Eh bien ! c’est l’homme que j’ai fui.

DESTIN.

Celui que son tuteur voulait lui faire épouser.

LA RANCUNE.

Comment ! le marquis ? L’enlèvement qu’il racontait… c’était… Ah ! je vous ai mis là dans une jolie position.

DESTIN.

Que faire à présent ?

L’ÉTOILE.

Et cet homme, tout à l’heure, a parlé de soldats qui te cherchent. J’ai peur, Destin, j’ai peur !

DESTIN.

Léonore, chère Léonore, ne crains rien !

L’ÉTOILE.

Ce n’est pas pour moi que je tremble, c’est pour toi ; je connais les lois sur le duel.
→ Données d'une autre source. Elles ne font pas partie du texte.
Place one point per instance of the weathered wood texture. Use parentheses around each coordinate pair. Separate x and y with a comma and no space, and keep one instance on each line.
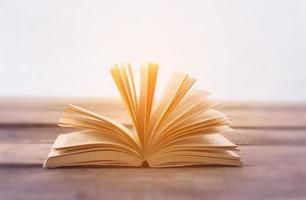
(272,139)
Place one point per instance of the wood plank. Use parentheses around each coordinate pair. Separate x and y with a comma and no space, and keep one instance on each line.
(46,111)
(242,137)
(35,143)
(276,172)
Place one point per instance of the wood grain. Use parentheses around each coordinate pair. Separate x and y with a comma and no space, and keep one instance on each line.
(272,139)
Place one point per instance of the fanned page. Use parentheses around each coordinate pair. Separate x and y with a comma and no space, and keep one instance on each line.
(181,128)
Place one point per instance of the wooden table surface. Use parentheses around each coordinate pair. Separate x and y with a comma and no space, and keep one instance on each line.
(272,139)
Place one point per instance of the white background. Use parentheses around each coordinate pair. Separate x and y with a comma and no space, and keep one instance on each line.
(238,50)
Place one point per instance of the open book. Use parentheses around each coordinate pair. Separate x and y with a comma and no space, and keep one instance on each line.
(181,128)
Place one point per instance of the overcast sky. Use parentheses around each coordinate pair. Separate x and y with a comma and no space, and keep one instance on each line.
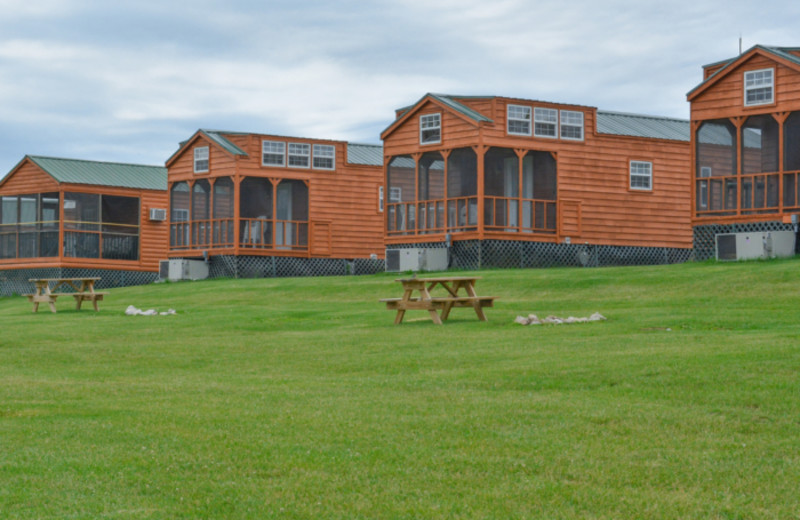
(127,80)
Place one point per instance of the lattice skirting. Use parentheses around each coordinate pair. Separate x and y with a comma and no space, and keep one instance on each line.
(280,267)
(15,281)
(704,246)
(476,254)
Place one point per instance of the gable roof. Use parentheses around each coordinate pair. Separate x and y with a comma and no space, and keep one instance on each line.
(447,101)
(636,125)
(216,137)
(98,173)
(780,54)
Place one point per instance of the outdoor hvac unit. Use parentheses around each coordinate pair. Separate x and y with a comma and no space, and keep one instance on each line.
(416,259)
(158,214)
(749,246)
(180,269)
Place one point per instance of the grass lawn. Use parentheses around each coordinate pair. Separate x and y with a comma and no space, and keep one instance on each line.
(299,398)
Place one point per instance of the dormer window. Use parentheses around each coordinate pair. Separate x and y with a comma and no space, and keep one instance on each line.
(324,157)
(273,153)
(572,125)
(299,155)
(519,120)
(430,129)
(759,87)
(201,159)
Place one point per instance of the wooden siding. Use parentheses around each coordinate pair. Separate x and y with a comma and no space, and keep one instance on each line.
(597,205)
(343,203)
(723,99)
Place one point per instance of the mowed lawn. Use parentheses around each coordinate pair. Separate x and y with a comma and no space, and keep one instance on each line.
(299,398)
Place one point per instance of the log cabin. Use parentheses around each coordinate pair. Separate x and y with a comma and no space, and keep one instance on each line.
(258,205)
(745,127)
(67,217)
(509,182)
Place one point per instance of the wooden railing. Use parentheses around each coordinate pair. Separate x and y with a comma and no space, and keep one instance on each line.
(515,215)
(751,194)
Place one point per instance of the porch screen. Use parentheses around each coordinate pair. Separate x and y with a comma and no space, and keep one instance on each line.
(462,190)
(256,212)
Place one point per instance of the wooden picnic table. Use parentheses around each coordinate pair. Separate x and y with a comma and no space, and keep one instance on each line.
(82,289)
(425,300)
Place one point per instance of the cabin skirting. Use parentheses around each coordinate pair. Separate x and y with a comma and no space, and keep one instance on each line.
(232,266)
(477,254)
(15,281)
(704,245)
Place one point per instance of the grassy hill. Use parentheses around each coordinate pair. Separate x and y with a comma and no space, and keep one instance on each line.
(299,398)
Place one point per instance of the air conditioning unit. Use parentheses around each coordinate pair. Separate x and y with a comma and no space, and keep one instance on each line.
(182,269)
(158,214)
(416,259)
(750,246)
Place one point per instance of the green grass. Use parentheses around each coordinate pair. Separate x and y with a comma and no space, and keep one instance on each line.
(299,398)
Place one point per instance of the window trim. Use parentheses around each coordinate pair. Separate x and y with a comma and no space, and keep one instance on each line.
(542,110)
(197,159)
(561,114)
(631,175)
(509,118)
(331,157)
(747,89)
(290,155)
(423,128)
(282,144)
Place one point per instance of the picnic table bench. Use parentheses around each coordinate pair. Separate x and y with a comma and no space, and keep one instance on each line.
(82,289)
(438,304)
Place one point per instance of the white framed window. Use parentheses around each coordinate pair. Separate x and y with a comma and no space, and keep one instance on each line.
(430,129)
(545,122)
(299,155)
(273,153)
(572,125)
(702,195)
(518,120)
(641,175)
(324,157)
(201,159)
(759,87)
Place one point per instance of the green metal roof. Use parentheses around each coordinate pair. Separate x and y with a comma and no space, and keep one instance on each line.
(218,137)
(636,125)
(367,154)
(119,175)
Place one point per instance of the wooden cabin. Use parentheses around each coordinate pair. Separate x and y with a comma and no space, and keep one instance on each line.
(68,217)
(518,182)
(745,118)
(258,205)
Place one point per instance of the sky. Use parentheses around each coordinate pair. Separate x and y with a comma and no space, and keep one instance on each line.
(127,81)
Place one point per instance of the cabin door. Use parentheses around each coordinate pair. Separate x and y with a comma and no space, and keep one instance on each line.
(283,226)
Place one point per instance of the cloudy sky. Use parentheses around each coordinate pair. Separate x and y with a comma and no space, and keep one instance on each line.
(127,80)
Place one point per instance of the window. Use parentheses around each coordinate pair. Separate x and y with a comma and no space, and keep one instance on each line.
(758,85)
(273,153)
(430,129)
(641,175)
(299,155)
(572,125)
(201,159)
(324,156)
(519,120)
(702,196)
(545,122)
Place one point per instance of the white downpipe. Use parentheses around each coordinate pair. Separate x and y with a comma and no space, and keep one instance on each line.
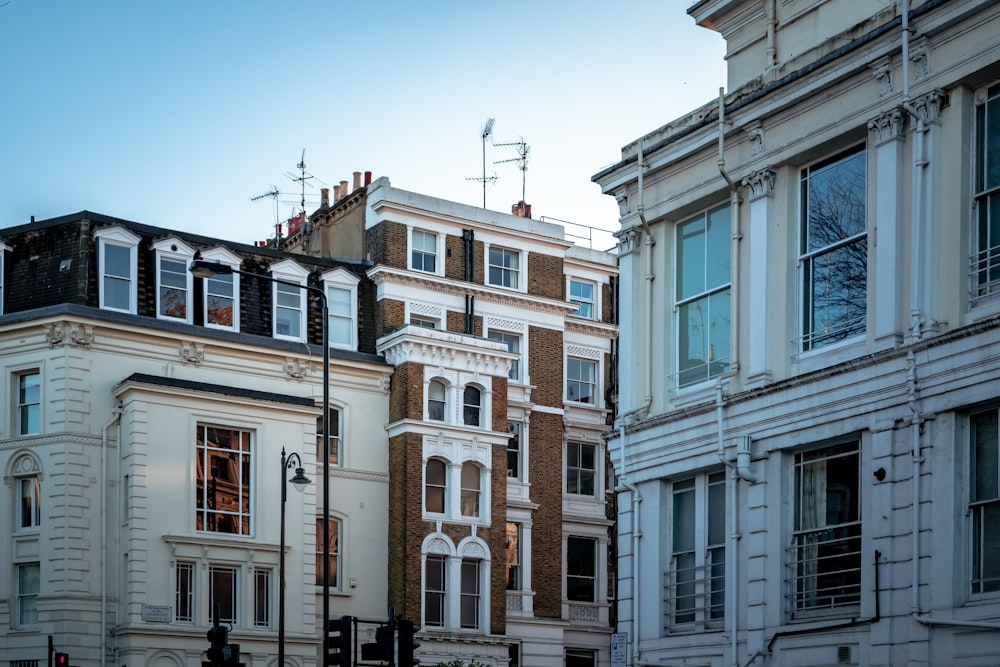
(116,414)
(736,235)
(636,534)
(916,420)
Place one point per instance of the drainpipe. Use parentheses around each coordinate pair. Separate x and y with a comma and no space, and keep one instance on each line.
(737,235)
(740,470)
(116,414)
(636,534)
(920,163)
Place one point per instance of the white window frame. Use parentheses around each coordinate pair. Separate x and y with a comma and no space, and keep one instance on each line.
(4,249)
(813,335)
(595,385)
(342,281)
(518,271)
(438,253)
(26,614)
(694,602)
(574,467)
(983,496)
(580,302)
(20,403)
(226,258)
(809,594)
(290,272)
(185,586)
(118,237)
(699,294)
(234,595)
(174,250)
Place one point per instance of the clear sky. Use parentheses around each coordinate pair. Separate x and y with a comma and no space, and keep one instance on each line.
(176,113)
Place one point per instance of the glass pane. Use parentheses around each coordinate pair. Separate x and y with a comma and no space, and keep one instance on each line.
(985,457)
(117,261)
(719,243)
(691,258)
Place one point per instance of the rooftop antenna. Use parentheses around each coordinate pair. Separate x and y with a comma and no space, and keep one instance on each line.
(522,160)
(273,194)
(486,133)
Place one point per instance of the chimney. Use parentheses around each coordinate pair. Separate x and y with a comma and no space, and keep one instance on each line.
(521,210)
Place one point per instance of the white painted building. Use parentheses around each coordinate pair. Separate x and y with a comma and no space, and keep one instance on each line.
(807,442)
(145,416)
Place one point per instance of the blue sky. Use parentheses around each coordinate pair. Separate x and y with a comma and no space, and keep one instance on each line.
(176,113)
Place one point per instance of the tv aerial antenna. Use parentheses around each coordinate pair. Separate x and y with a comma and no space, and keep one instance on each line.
(273,193)
(486,133)
(523,150)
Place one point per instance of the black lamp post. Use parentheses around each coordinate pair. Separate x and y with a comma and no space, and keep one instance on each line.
(300,480)
(204,269)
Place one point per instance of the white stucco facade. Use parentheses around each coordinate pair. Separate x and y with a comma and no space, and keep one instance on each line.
(809,346)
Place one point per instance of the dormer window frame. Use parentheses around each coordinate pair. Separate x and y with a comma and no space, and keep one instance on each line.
(281,297)
(344,281)
(173,257)
(210,287)
(118,238)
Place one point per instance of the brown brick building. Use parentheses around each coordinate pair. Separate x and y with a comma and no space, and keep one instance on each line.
(500,333)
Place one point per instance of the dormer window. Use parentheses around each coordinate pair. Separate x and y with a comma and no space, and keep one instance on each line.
(116,268)
(289,301)
(173,280)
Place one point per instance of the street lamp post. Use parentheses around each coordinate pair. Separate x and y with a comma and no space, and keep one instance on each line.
(299,481)
(205,269)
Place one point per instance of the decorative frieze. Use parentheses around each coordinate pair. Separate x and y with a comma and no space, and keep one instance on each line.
(887,126)
(760,183)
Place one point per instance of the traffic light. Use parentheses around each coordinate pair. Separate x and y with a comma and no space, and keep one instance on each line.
(217,638)
(407,643)
(339,638)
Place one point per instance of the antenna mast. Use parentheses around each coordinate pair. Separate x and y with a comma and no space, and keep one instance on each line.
(273,194)
(522,160)
(486,133)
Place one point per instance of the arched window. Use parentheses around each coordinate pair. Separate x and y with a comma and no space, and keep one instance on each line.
(436,400)
(470,489)
(435,486)
(472,406)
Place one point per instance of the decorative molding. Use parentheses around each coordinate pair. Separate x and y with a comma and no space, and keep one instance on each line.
(929,105)
(622,198)
(81,335)
(756,135)
(760,183)
(628,241)
(888,126)
(920,56)
(296,368)
(55,333)
(882,71)
(191,353)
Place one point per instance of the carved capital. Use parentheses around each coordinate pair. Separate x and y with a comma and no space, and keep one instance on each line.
(54,333)
(81,335)
(760,183)
(882,71)
(191,353)
(929,105)
(628,241)
(887,126)
(296,368)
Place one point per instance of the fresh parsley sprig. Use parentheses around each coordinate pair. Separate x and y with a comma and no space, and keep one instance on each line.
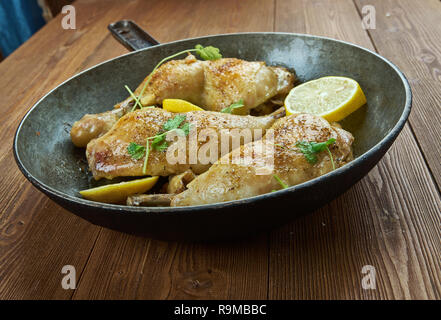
(311,149)
(238,104)
(158,142)
(206,53)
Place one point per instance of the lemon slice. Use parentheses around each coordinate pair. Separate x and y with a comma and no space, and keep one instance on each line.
(178,105)
(118,192)
(332,98)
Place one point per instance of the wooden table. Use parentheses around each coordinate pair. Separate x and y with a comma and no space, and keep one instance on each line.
(390,219)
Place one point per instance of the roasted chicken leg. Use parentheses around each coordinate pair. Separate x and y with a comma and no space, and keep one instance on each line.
(108,155)
(212,85)
(226,181)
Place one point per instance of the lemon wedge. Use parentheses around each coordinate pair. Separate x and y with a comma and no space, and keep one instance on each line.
(332,98)
(179,105)
(118,192)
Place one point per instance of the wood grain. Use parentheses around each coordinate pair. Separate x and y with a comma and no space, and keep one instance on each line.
(37,237)
(409,34)
(390,219)
(378,222)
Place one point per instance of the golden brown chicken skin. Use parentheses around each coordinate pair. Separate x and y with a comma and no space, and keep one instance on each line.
(212,85)
(226,181)
(108,156)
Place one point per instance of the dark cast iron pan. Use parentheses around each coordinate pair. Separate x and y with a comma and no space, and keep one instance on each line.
(53,165)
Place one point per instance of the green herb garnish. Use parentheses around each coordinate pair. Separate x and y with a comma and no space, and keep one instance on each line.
(283,184)
(158,142)
(135,150)
(238,104)
(310,150)
(206,53)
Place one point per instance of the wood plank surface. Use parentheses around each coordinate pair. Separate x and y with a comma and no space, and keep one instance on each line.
(390,219)
(408,32)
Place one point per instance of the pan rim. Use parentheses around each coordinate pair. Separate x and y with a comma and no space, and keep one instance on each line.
(390,136)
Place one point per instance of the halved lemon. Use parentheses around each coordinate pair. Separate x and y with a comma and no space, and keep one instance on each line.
(118,192)
(179,105)
(332,98)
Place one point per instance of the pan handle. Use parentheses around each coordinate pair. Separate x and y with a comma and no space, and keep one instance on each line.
(131,35)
LA CAVERNE, à droite, montrant sa tête, à part.

Un duel !

DESTIN.

Ah ! qu’avons-nous fait, Léonore ? J’ai été bien coupable ! Je n’aurais pas dû t’exposer à de pareils dangers. Vois-tu l’idée que je pourrais te laisser, seule, sans défense.

DESTIN.

Mais que faire, la Rancune ? que faire ?… Un conseil…

LA RANCUNE.

Je ne sais pas, moi !… Il faut qu’elle retourne à Paris, qu’elle aille se jeter aux pieds de son tuteur, qu’elle lui dise que ce n’est pas sa faute, qu’elle était distraite quand on l’a enlevée… que… que… ça ne compte pas !… que sais-je ?…

L’ÉTOILE.

Te quitter, au moment où un danger te menace ?… Non… non ! C’est maintenant, plus que jamais, que je veux rester auprès de toi.

LA RANCUNE.

Brave petit cœur !… Ah ! si j’avais été aimé comme ça à Angoulême, en 1628, l’année du siège de La Rochelle… Eh bien, non, vous êtes trop gentils, vous ne nous quitterez pas !

DESTIN.

Que dis-tu ? Tu as donc un moyen ?…

LA RANCUNE.

Vous allez commencer par vous éclipser tous les deux ; moi, je surveillerai le Ragotin, je me charge de le décourager, et, dès que je l’aurai fait déguerpir, vous pourrez revenir parmi nous ; vous pourrez nous rejoindre au château, où nous allons jouer la comédie.